The club I used to work at was located in a former grain factory on the south bank of the river. The entrance was a giant reproduction of The Origin of the World by Courbet.
A luscious black-haired bush and two halfway parted meaty thighs as an invitation; it was Rotterdam at its finest. Raving in the womb of history.
The first time I passed through it, a fat naked man was biking through the still empty silo. To be exact: he wore a shower cap and thick rimmed glasses. I thought I’d finally arrived in my future.
That fat naked man was Hans. He has MS now. We performed together last year and I had to help him pull up his fishnet stockings.

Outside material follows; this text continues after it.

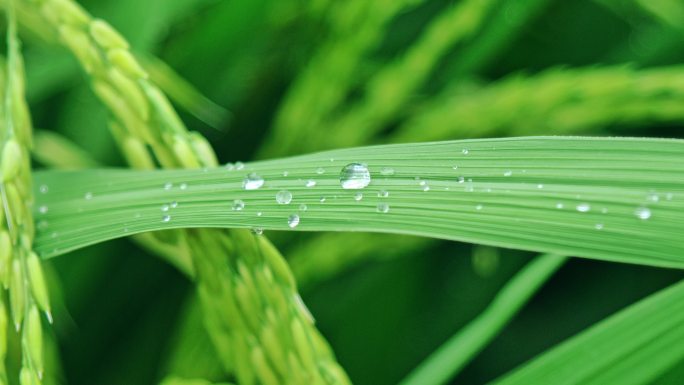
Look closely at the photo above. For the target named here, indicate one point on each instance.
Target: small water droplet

He messaged me afterwards, detailing sexual dreams. I didn’t respond. Later he apologised. He claimed he had developed a porn addiction because of his medication.

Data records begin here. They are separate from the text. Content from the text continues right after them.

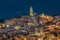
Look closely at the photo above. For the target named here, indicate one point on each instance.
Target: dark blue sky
(13, 8)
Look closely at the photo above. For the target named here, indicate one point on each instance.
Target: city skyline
(13, 8)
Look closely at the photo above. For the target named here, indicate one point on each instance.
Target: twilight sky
(13, 8)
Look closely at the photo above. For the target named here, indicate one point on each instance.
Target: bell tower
(31, 11)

I haven’t heard from him in a long time. Is he dead? I’m looking up his profile right now.
15
He posted the end scene of Nick Cave’s 20,000 Days on Earth five hours ago. Nobody liked it. I feel sad for Hans and respond: ‘Such a great scene <3.’

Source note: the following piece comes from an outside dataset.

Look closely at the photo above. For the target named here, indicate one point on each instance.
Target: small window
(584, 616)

Nick Cave muses: ‘Our days are numbered and we can’t afford to be idle. To act on a bad idea is better than to not act at all, because the worth of the idea never becomes apparent until you do it.’
I think of all the ideas I had. All the bad ideas I went ahead with. All the plans I didn’t follow through. Did I really spend all those hours dancing?
16
The club owner made all the performers grow their leg and armpit hair. I fell in love with the smell of my own sweat on that stage.
‘There are truths that lie beneath the surface of the words. Truths that rise up without warning like the humps of a sea monster and then disappear.’
Hans likes my comment.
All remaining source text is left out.